BUSINESSES will have to fork out less cash for Tamworth Regional Council’s new events levy.
Councillors wrangled over the special rate variation with most agreeing it was not ‘the right time’ to introduce a hike.
Instead, council slashed the new rate to just six per cent over three years as opposed to nine per cent across three.
“While painful to put across the community in the short term, in the long term this will have significant ongoing benefits,” councillor Phil Betts said.
The first bill will come in July 2020 if it’s approved by tariff watchdog, the Independent Pricing and Regulatory Tribunal [IPART].

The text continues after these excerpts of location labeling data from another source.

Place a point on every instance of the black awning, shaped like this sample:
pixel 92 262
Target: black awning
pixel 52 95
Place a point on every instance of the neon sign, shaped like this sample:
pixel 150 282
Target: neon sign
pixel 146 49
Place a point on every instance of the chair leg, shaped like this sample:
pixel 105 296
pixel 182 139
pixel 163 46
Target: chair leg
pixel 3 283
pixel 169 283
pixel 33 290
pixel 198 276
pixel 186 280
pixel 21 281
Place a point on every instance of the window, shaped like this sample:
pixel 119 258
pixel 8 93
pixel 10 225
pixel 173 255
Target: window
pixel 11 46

The aim of the levy is to increase Tamworth’s bidding power when new events come under the auctioneer’s hammer.
Mark Rodda was the only councillor who opposed the levy, he argued council should “do the utmost” to protect small business.
“We talk about small business being the powerhouse or engine room of the economy but we can’t take every opportunity for another charge and I think small businesses expect more from us, I can’t support this tonight,” he said.

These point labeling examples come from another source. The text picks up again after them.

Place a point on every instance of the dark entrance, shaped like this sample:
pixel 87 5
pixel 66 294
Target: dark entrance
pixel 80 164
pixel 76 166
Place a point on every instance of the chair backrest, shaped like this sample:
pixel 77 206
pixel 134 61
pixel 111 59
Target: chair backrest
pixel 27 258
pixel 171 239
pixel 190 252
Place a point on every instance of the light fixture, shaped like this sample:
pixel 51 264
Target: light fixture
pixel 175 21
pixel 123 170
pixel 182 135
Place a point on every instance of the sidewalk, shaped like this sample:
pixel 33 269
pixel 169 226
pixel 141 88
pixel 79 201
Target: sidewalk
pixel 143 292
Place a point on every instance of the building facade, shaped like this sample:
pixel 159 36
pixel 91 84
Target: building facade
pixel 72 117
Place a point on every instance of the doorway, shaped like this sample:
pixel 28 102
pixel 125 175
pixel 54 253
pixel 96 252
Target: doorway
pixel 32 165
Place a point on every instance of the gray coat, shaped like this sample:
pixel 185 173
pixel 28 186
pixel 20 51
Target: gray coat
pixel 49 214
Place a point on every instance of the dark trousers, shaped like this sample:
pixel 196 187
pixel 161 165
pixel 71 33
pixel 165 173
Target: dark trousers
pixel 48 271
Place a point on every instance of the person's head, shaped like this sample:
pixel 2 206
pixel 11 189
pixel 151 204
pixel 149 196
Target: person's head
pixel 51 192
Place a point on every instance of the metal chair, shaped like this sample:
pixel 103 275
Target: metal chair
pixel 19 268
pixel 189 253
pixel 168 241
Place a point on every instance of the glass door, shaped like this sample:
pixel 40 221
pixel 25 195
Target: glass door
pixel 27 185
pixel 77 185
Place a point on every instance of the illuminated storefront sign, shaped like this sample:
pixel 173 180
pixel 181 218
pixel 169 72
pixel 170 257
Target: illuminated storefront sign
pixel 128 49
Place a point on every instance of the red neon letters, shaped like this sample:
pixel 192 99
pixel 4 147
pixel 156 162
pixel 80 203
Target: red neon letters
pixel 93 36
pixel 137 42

The controversial levy stirred up debate in the business community, with some business owners concerned they wouldn’t see the kick back.
At this stage there is no definite strategy to attract new events, but mayor Col Murray said it was better to lock in the funds now.

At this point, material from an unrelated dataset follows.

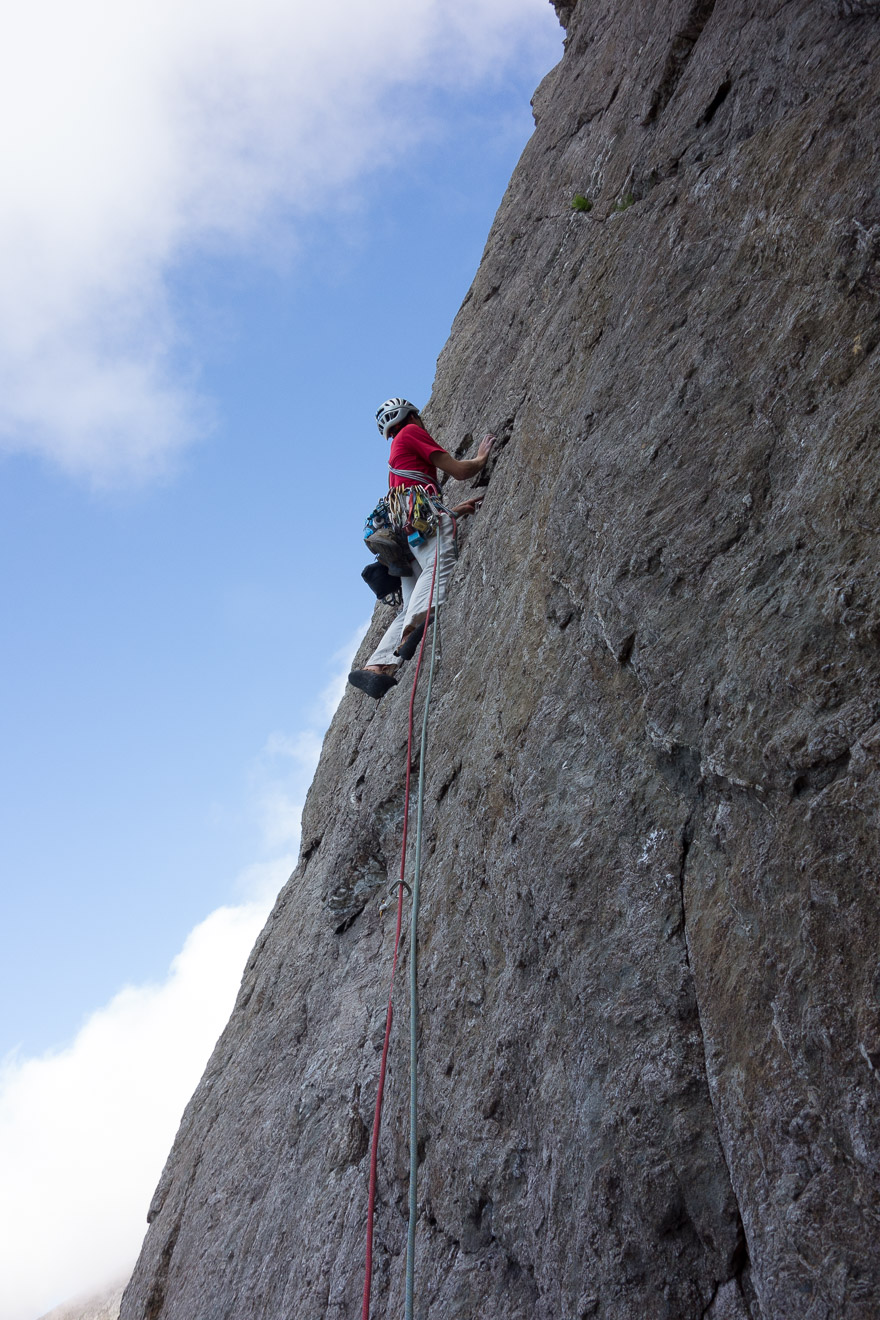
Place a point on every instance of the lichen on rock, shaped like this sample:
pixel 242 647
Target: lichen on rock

While painful to put across the community in the short term, in the long term this will have significant ongoing benefits.Phil Betts
“We’re already on the brink of trying to find remaining efficiencies to not reduce services,” he said.
“The opportunity is there to bring events to the city, if the revenue isn’t there I’m not sure what the community can expect.
“This is a positive way of accessing some funds to support the desires of the community.”
The money is reserved exclusively for new events to be staged in the off-peak periods.